Twenty years ago, a group of professors at Villanova University signed a petition asking the school to discontinue sales of CliffsNotes in its campus bookstore. The university complied, and in doing so joined a growing number of schools like Bryn Mawr and Swarthmore in shutting out the popular study guides. Administrators acknowledged it was mostly a symbolic gesture, since students could simply buy the booklets from another source. "We don’t put our institution’s endorsement behind it," the associate dean for academic affairs told the Associated Press at the time. CliffsNotes, meanwhile, wasn’t taking any of this lying down. The company took out a full-page ad in Villanova’s student paper calling the move "censorship."

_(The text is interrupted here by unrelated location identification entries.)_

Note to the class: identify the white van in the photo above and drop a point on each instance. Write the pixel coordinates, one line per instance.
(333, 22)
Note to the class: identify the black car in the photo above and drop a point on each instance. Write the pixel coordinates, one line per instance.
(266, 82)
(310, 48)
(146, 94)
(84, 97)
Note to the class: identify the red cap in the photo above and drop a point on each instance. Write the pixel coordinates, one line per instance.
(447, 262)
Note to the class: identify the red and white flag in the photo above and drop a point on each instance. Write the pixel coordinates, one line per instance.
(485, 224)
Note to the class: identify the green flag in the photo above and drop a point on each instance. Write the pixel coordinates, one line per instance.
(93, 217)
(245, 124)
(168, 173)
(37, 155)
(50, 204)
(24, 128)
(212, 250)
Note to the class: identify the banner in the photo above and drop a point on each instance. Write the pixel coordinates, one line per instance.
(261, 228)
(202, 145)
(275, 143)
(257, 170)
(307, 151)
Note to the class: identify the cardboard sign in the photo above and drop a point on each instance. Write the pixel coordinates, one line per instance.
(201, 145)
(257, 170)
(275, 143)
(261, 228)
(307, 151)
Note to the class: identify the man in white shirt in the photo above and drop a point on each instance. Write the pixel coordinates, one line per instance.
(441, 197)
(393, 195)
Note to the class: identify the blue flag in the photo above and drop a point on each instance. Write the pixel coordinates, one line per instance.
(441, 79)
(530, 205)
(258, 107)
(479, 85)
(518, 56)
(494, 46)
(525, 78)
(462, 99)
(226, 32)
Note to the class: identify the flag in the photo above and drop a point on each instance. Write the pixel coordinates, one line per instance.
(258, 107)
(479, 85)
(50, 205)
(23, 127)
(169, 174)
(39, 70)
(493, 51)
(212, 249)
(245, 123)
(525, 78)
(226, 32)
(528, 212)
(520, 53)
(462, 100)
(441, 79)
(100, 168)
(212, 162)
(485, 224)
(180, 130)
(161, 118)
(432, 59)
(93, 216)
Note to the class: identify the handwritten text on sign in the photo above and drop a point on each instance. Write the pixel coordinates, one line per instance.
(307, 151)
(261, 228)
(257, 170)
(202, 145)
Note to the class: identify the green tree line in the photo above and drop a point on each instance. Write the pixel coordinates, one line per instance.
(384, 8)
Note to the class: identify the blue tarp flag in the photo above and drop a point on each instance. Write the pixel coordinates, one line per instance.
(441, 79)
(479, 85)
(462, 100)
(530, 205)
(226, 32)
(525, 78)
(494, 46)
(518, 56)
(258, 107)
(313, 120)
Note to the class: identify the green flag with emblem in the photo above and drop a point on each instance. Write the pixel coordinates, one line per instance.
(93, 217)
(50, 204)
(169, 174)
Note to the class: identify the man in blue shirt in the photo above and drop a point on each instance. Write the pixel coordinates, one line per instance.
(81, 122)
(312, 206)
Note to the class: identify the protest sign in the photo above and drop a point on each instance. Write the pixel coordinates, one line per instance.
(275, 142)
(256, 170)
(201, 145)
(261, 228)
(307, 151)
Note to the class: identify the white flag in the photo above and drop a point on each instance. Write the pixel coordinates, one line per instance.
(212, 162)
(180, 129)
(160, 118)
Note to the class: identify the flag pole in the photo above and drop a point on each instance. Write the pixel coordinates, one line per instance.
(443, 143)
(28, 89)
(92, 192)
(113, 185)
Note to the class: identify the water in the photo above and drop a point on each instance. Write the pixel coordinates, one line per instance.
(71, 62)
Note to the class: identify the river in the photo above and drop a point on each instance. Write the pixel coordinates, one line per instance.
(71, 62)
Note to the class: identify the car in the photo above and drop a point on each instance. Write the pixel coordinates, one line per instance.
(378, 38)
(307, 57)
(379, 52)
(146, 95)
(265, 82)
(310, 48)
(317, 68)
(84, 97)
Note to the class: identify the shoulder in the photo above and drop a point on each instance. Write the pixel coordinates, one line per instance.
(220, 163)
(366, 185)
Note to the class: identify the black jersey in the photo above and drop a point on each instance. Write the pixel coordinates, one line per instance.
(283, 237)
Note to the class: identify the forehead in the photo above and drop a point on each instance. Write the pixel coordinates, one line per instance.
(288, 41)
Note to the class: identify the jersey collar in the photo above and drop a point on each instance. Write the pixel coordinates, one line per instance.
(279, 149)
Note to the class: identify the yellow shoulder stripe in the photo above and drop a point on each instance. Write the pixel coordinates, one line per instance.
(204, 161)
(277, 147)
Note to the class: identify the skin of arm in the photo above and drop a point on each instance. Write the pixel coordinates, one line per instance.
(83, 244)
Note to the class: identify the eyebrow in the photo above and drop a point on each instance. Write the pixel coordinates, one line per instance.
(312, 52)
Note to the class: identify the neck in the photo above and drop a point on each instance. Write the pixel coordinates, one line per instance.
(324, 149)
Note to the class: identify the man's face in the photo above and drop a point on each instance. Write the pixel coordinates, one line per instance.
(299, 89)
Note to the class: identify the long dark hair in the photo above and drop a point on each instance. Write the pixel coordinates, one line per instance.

14. COMPETITION IS FIERCE THESE DAYS.
CliffsNotes has always had competitors. And for decades, the company was able to win out through the strength of its name and through its ties to bookstores, who would typically only sell a limited number of study guide brands. Nowadays, though, with online sources and digital publishers able to bypass traditional channels, the competition has exploded. Looking for a summary of Crime and Punishment? You have hundreds of options to choose from. Even contemporary titles like The Girl on the Train, an unofficial survey by the Observer found, have as many as 10 summary options available through channels like Amazon Kindle and Google Play.
15. THE COMPANY DOESN’T MAKE MUCH OFF ITS LITERATURE GUIDES ANYMORE.
CliffsNotes, like its competitors, has tried to stay relevant with literature guides (all now available online for free) to contemporary classics like All the Pretty Horses, The Kite Runner, and The Poisonwood Bible. But the growth side of the business these days lies with the company’s study guides, test prep guides, and subscription content. Earlier this year, publisher Houghton Harcourt Mifflin announced a subscription service that would offer personalized feedback for students using its test prep and subject learning guides. CliffsNotes's famed literature guides, though, weren’t right for the service, a company rep told Education Week. "We’re not going to write your paper for you," he said.